At the beginning of the meal whomsoever is the
head of the family begins the traditional “Airing of Grievances.” The airing of grievances should always begin with the phrase “I’ve got a lot of problems with you people, and now you’re going to hear about it.” The purpose of the airing of grievances is not to actually hurt anyone, it is a therapeutic way to let people know in great detail the many ways they let you down over the course of the year. While the person airing their grievances unburdens them self, the people being aired out learn their many shortcomings and have a laundry list of improvements they need to work towards before next Festivus.
After the airing of grievances and meal has passed the final element of Festivus is the “Feats of Strength.” The head of the family can choose anyone present at the table (Including the kids table because it is good to learn life isn’t fair as early as possible) to a contest of strength. It can be rather mundane like arm wrestling, but the true followers of Festivus engage in a wrestling match. The match is not over until the head of the family says so. Dirty fighting ie; hair pulling, eye poking/gouging, biting, kicking, use of foreign objects, and even groin stuff is allowed.

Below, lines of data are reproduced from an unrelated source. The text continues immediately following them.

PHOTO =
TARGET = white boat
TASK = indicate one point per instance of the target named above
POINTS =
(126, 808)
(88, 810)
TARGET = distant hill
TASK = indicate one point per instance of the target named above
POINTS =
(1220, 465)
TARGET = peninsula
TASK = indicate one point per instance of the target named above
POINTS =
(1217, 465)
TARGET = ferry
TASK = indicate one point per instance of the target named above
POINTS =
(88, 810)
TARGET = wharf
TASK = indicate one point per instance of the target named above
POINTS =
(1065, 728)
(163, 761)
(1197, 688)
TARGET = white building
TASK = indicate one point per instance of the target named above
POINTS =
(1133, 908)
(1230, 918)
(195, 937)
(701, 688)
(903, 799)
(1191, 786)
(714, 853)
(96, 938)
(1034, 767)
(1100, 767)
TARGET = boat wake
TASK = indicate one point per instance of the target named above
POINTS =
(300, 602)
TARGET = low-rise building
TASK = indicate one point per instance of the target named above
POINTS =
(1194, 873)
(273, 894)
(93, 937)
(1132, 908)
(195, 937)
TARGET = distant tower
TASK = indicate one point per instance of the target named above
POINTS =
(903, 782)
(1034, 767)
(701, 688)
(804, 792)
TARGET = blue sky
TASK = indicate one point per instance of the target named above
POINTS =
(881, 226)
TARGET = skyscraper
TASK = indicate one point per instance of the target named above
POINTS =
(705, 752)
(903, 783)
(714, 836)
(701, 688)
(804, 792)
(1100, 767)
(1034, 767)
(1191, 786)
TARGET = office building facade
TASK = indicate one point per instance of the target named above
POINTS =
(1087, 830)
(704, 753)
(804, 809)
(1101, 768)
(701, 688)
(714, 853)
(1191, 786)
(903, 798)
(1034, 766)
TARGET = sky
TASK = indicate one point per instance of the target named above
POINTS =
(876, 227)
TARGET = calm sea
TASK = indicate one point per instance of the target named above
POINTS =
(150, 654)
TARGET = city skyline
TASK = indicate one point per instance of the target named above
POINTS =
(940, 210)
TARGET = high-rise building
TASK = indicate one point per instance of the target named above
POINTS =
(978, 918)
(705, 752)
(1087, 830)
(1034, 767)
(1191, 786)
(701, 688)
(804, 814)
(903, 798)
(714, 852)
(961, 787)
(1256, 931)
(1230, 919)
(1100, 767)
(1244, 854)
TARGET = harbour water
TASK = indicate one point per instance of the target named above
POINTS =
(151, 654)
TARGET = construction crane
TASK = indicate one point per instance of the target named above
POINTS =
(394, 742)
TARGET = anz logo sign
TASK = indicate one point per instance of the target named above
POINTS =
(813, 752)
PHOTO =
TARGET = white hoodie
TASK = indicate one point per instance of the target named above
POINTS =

There is a feats of strength loophole which states that a chosen opponent may decline the challenge if he or she has something better to do. What constitutes better to do is solely at the discretion of the head of the family. Having to drop a deuce has traditionally been the best out as is anything involving the word “explosive” connected to any bodily function. Someone must accept the challenge however as Festivus is not over until the feats of strength has been completed.
At times a Festivus miracle is experienced although the nature of Festivus miracles is not what many consider good fortune. A typical Festivus miracle would be along the lines of wrongful incarceration, being dumped for something that isn’t your fault, being mugged, running into an ex and their gorgeous new spouse when you are alone and looking disgusting in worn out pit stained sweats or a similar occurrence. When encountered by such an event it is considered proper form to announce in a booming voice “It’s a Festivus miracle!”
In lieu of giving actual gifts it is acceptable to send cards to people announcing you have made a sizable donation in their name to any made up charity of your choice. The “Human Fund” whose motto is “Money for people” is a traditional favorite. If you get busted, simply shout “It’s a Festivus miracle!” and make some comment about it being a part of your spiritual beliefs and that usually keeps people too frightened to push further and be politically incorrect/insensitive.
While this has all been rather tongue in cheek based on the famous Seinfeld portrayals of Festivus, Festivus is an actual, but obscure holiday. The first Festivus was celebrated in February of 1966 by Daniel O’Keefe whose son went on to land a job as a writer on Seinfeld. Festivus was initially celebrated to mark the day Daniel had his first date with his future wife Deborah. So far as things like the airing of grievances go, they are real! The difference was that the O’Keefe family initially spoke them into a microphone and played the tapes for each other on Festivus rather than the modern stream of consciousness delivery used today.